2014-03-12

3月12日

レコーディングが無事に終わりました。
先日書いた「聖なる泉」の他に「胡哦(コガ)」という曲を演奏しました。二十五絃箏の独奏曲です。

「胡」は、昔のモンゴルあたりの広い範囲をいいますが、ここでは西方のカシュガルあたりを特にイメージしているようです。シルクロードの要衝ですね。「哦」は、詩歌を小声で歌うことを意味します。

この「胡哦」には、「聖なる泉」の旋律が使われています。ここでナゼナゼ坊やの私は、作曲者の伊福部先生は、「聖なる泉」の下地である南方の文化と、胡の文化の関係をどうお考えだったのか等々、気になることが山ほど出てきてしまい、あれこれ調べていました。
とは言っても、それより何より問題なのは演奏そのものでした。

どの一音も思ったような音にならない、という根本的な問題を抱えつつも、せめて自分の思うイメージは体現したいと思うのですが、それが何より難しい。
この曲は、歌をゆっくり吟じているところから、アレグロでぐわっと世界が動き始め、空間的な変化と時間の流れの変化が無常観を匂わせるところが大きな魅力です。しかし、それを出すには、いきなりトップギアに入れなければなりません。そして、立ち止まり、囁き、またトップギア。

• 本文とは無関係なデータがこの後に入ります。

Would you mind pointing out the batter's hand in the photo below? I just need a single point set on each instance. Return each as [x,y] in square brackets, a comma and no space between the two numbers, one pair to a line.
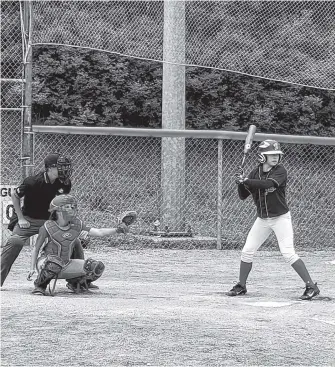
[23,223]
[30,275]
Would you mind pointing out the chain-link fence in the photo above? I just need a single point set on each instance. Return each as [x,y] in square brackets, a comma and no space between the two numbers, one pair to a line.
[115,173]
[11,104]
[291,41]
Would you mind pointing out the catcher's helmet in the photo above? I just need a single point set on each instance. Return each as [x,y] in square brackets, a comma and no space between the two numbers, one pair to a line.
[63,164]
[58,203]
[268,147]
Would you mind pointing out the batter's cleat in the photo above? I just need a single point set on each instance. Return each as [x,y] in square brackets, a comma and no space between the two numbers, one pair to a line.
[237,290]
[39,291]
[310,292]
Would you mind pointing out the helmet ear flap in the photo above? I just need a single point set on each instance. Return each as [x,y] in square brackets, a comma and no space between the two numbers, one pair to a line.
[261,158]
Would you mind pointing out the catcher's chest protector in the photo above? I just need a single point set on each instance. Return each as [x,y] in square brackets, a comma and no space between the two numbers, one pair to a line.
[62,241]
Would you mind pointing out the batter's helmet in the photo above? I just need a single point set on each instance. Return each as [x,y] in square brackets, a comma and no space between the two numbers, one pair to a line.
[268,147]
[63,164]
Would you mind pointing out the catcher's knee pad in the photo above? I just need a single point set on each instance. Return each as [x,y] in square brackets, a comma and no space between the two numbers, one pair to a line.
[51,267]
[94,269]
[16,241]
[247,256]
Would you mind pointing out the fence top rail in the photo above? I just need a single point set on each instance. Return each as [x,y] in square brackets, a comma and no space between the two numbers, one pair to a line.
[197,134]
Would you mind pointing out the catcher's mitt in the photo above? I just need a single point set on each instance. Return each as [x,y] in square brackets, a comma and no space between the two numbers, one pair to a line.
[125,220]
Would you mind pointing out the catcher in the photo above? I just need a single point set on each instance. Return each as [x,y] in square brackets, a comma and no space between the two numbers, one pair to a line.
[56,240]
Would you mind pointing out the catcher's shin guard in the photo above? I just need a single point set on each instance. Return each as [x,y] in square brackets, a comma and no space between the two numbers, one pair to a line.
[51,267]
[93,269]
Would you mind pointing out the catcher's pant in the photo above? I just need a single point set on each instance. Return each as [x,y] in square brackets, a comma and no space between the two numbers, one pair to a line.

毎日あらゆる方向から問題解決を試みました。ささいなことでも、それが何らかの影響を受けていることを見逃さないように。鋭敏に、鋭敏に…。
そもそもが鈍な私なので、とてつもなく学ぶことが多く、その量に呆然とする毎日でした。

ところが、どうやっても弾けないところがありました。
手も痺れて、筋がひきつり、これ以上無理すると、レコーディング自体出来ません。
レコーディング前日、ピアニストのグレン・グールドが奥の手で使っていたという方法を以前読んだことを思い出しました。
歯医者の無麻酔治療などでも使うやり方らしいのですが、触覚を切り離すために、集中しないと聞き取れないくらいの音量のものを流し、それを聞きながら演奏するというものです。

テレビをつけました。
あと一日であの震災から丸三年。
亡くなった人に公衆電話から話しかける「風の電話」を追った番組でした。
耳に入ってくる小さな音に、泣きながら箏を弾いていました。

私自身三年前、親兄弟と連絡が取れなくて、いても立ってもいられない時、母からの一通のメール「こなくてよし」でどんなに安心したことか。
様々なことを思い出しながら弾いていました。

三月十一日、レコーディング当日。
奇跡が起こることはなかったのですが、今の自分の限界ではあったようです。
黒のセーターを着てレコーディングをしたのですが、必死で弾いたせいか、終わったら両脇がひどい火傷で真っ赤に腫れ上がっていました。

腰もやられ、脇を上げながらのっしのっしと歩く姿。まるでゴジラだな、と一人で笑ってしまいました。